Hope and Light are almost synonymous. If I am in the dark and hope to see anything, I turn the light on. Thomas Edison (or Tesla, depending on who you ask) made that possible with the light bulb. Lighthouses are always built on rocky points to tell mariners this is where the danger is. It also points the way and gives hope to the sailors.

What about spiritual or emotional darkness? Where are our spiritual lights? Where are the beacons leading the way?

The safest road to hell is the gradual one – the gentle slope, soft underfoot, without sudden turnings, without milestones, without signposts.

C.S. Lewis – The Screwtape Letters

Two thousand plus years ago in the land of Judea in the Roman Empire, the Israelites were also wondering that question. Where is God? The last time God sent a prophet, it was 400 years ago. By contrast, The United States from the first permanent settlement Jamestown in 1607 AD to today is 412 years. The King James Bible would not be printed for another four years; not until in 1611. Imagine someone visiting Virginia in 1607 and then coming again only in 2007.

I’m going to ask the same question in a different context: Are you coming or not? That is what the Jews in 1st century Judea and all around were asking God. Worse, many of them had gotten tired of the silence from heaven. They were now spiritually asleep and emotionally numb.

Enter John the Baptist. Imagine a man who could match Bear Grylls on surviving in the desert mixed with Phil Robertson’s (Duck Dynasty) beard and spiritual values. That’s how I would imagine him: a big hairy man with a strong personality and whose beard was matched by his passionate love of God. John the Baptist came to wake up the people of his time; he said someone greater than him was coming. John might baptize the people with water, but the Messiah was coming to baptize them with something more powerful.

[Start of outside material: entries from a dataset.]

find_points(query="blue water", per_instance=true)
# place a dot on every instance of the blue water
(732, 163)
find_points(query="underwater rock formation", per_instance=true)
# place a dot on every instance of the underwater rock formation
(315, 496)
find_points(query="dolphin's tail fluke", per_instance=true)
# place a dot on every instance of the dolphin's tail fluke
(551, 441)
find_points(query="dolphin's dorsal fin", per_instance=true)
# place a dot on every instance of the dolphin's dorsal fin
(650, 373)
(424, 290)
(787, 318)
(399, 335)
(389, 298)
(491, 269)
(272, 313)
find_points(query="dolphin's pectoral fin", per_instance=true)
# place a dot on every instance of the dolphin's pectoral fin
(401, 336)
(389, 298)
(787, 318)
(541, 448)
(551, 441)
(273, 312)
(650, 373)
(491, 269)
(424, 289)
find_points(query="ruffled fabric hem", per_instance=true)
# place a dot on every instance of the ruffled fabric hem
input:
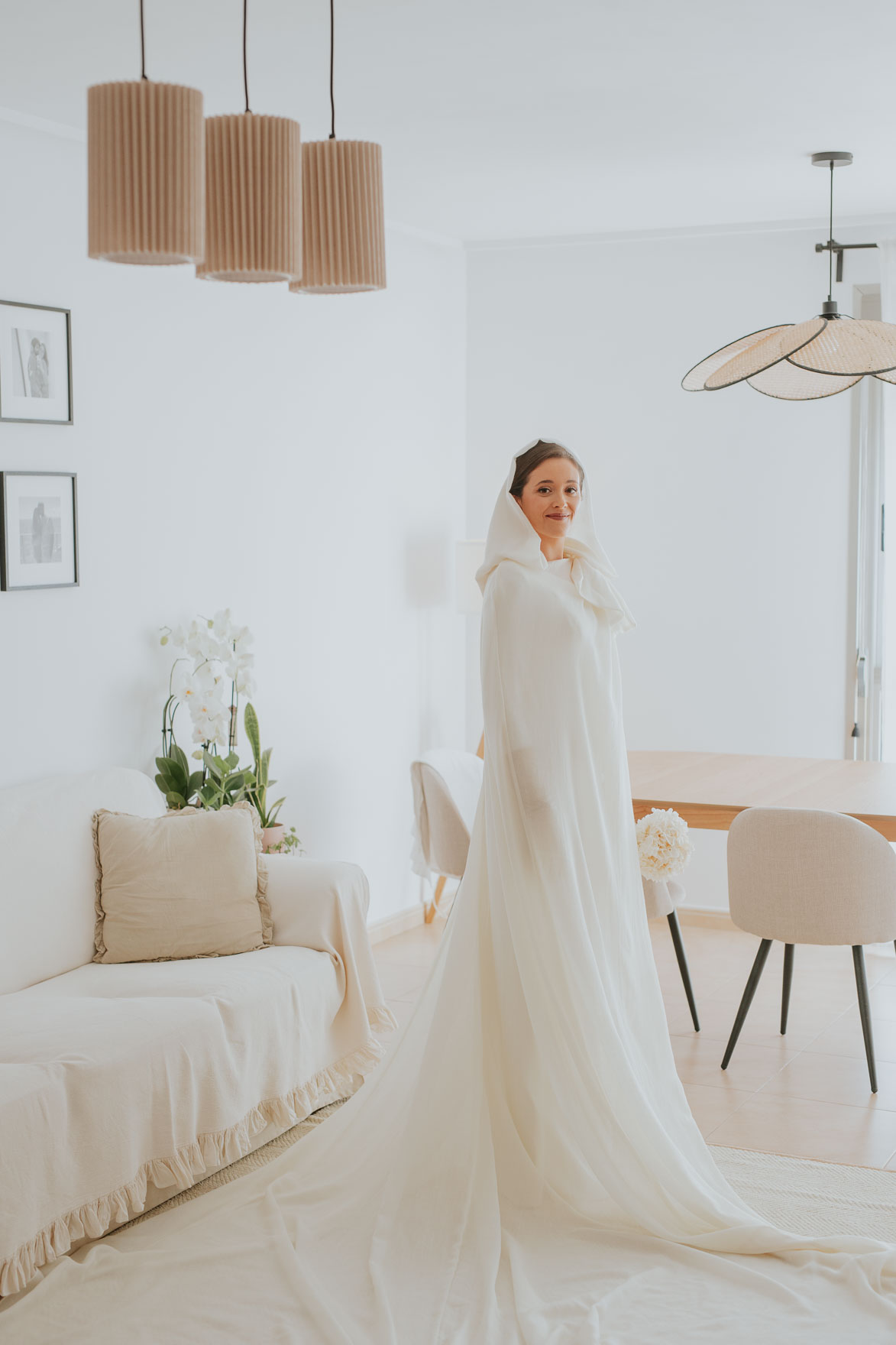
(190, 1162)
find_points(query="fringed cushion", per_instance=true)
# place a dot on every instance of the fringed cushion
(191, 884)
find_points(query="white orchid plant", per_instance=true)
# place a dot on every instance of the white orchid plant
(209, 676)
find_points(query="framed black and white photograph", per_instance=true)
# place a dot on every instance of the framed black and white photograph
(35, 364)
(38, 530)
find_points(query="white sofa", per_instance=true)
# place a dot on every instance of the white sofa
(123, 1084)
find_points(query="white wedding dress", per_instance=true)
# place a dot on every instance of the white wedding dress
(524, 1169)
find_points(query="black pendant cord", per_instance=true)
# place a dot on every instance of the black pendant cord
(143, 46)
(332, 101)
(830, 235)
(245, 63)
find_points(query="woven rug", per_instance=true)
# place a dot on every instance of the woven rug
(797, 1194)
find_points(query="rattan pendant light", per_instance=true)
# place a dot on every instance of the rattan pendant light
(146, 171)
(801, 362)
(253, 194)
(344, 230)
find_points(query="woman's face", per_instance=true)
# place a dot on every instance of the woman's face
(551, 497)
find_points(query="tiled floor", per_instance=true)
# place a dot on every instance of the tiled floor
(805, 1094)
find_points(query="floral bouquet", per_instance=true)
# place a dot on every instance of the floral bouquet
(209, 677)
(664, 848)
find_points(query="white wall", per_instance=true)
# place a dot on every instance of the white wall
(296, 459)
(726, 514)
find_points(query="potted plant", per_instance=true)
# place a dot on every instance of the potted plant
(261, 782)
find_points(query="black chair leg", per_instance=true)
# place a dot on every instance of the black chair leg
(864, 1009)
(784, 993)
(682, 964)
(749, 990)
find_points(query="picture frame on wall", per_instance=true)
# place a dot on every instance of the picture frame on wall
(38, 530)
(35, 364)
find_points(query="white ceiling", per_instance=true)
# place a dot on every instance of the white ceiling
(506, 118)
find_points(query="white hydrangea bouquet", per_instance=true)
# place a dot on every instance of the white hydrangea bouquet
(664, 848)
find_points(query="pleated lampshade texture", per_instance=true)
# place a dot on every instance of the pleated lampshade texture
(146, 173)
(253, 198)
(344, 229)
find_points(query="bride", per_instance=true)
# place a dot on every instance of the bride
(524, 1169)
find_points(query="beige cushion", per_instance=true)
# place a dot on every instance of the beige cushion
(190, 884)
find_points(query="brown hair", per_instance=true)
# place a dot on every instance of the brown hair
(535, 456)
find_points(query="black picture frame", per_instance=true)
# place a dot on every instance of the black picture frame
(5, 380)
(8, 566)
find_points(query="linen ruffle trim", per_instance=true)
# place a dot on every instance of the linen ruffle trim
(214, 1149)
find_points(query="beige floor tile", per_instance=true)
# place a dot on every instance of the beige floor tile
(779, 1094)
(399, 980)
(844, 1037)
(883, 1001)
(417, 945)
(841, 1079)
(698, 1061)
(825, 1130)
(712, 1106)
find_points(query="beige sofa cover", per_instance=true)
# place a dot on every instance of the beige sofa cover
(121, 1084)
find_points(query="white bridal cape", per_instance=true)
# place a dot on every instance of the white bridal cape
(524, 1169)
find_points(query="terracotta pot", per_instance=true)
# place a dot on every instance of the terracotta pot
(272, 835)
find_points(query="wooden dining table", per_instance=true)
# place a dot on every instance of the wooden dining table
(710, 789)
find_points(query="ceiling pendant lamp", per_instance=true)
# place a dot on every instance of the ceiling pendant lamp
(253, 194)
(344, 229)
(802, 362)
(146, 171)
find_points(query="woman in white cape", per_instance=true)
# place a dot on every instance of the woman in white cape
(524, 1169)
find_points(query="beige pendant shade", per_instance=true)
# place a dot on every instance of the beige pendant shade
(850, 346)
(344, 244)
(765, 353)
(253, 198)
(694, 380)
(790, 384)
(146, 173)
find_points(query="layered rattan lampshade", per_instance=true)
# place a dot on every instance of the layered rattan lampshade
(344, 233)
(146, 173)
(801, 361)
(253, 198)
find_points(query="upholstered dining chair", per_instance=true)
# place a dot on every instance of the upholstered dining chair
(445, 790)
(807, 876)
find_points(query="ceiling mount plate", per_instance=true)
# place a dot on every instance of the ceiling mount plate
(832, 159)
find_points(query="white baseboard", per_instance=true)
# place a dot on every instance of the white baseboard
(399, 923)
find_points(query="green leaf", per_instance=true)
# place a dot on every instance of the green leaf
(180, 757)
(251, 721)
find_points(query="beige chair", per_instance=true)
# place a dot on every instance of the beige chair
(445, 790)
(805, 876)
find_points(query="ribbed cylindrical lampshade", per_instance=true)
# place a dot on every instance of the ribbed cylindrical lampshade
(344, 242)
(253, 198)
(146, 173)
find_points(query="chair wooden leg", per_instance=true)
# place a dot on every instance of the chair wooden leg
(784, 992)
(429, 913)
(682, 964)
(747, 998)
(864, 1009)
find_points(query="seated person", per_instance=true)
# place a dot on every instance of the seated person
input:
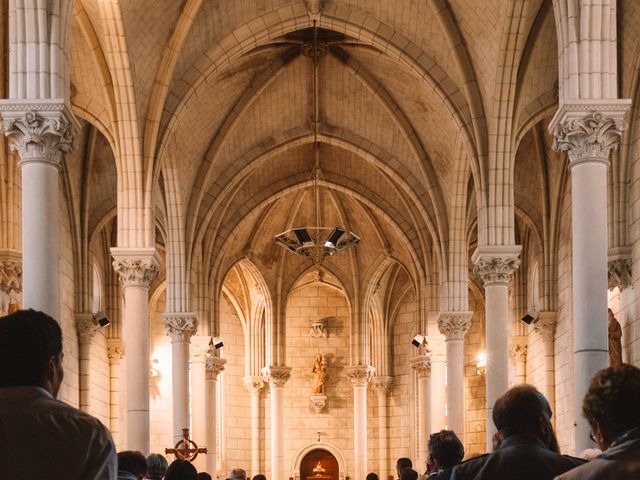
(612, 407)
(528, 448)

People were starting to feel hopeful again.

And then Jesus came the first time. We’re not sure what He looks like. There was never a physical description of him the way John the Baptist or King David were described. We know He was a joyful person and had a sense of humor; we know children loved hanging with him. We know everyone wanted to talk to Him – from the outsiders and the insiders. Even Gentiles wanted to talk to Him.

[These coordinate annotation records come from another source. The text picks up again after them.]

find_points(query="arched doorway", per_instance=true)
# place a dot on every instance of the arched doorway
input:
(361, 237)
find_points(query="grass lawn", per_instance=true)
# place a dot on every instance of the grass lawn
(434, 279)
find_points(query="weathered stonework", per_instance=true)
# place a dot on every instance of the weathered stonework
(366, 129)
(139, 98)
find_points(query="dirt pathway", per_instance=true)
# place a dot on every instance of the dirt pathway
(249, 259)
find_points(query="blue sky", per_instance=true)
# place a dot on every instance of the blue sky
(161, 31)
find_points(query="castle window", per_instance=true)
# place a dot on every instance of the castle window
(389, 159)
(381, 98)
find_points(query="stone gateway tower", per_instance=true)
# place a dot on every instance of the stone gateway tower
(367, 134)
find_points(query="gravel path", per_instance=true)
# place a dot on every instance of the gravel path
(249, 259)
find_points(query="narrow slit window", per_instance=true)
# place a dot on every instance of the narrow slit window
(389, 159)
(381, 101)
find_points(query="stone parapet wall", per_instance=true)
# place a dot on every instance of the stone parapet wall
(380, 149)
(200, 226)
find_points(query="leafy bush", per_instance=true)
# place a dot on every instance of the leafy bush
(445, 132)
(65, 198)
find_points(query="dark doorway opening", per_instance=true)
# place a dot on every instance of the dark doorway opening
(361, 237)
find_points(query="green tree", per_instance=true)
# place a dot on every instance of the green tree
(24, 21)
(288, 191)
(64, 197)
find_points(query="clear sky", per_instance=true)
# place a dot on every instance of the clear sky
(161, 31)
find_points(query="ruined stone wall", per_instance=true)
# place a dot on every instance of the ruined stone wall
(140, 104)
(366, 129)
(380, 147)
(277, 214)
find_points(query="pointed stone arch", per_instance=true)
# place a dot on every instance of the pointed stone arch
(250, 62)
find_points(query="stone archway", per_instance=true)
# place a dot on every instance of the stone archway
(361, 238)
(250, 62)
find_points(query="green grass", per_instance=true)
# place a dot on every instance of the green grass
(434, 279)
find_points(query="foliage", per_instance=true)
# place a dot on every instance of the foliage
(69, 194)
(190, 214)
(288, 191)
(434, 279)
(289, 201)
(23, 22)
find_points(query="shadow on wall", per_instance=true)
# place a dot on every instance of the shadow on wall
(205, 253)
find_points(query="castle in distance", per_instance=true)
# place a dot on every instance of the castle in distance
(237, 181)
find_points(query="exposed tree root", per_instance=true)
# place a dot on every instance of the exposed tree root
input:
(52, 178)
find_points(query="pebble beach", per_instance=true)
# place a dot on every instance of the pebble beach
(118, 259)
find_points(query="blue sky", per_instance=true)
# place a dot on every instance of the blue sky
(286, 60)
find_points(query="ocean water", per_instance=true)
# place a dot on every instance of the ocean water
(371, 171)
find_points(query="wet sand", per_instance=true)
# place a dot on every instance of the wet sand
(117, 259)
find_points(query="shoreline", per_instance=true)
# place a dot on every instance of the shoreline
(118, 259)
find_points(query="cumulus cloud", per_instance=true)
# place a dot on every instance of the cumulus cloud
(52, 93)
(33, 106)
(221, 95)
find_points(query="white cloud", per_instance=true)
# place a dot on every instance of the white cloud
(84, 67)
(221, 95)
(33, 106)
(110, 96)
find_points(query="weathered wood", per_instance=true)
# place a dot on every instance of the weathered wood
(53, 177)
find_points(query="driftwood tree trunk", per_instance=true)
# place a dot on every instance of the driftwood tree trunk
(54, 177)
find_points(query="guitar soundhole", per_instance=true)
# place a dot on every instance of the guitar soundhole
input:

In the Gospel of Matthew, Jesus says: “Come to Me, all who are weary and heavy laden and I will give you rest.” This is one of my favorite Bible passages. Jesus had answered the question that all Jews and Gentiles had been asking for ages: “Are you coming or not?” Yes, I am here, Jesus said. Then he turns the question on its head. “Are you coming to me or not?”

Last year, during a lectio divina exercise, I had the image of Jesus preparing a large picnic in the park with grilled chicken drumsticks and several ice buckets full of Dr. Pepper. I am not sure exactly why this was the image but I gave me a strong sense of peace. And I hear what could be Jesus saying: come and eat with me. Everything is ready. Just come.

This is something I probably will never forget.

As 2019 draws to a close, many Christians celebrating Advent are asking the question again: “God, are you coming back or not?”

  • There is so much evil and the church is weak.
  • I have no hope left. I can’t hold on any longer.

Sometimes, if you want to have hope, you might have to cheat a little and read the end of the book. This is what Jesus says:

Look, I am coming soon! My reward is with me, and I will give to each person according to what they have done. I am the Alpha and the Omega, the First and the Last, the Beginning and the End.

Revelations 22:12-13

As it pertains to the second coming: Jesus, are you coming or not?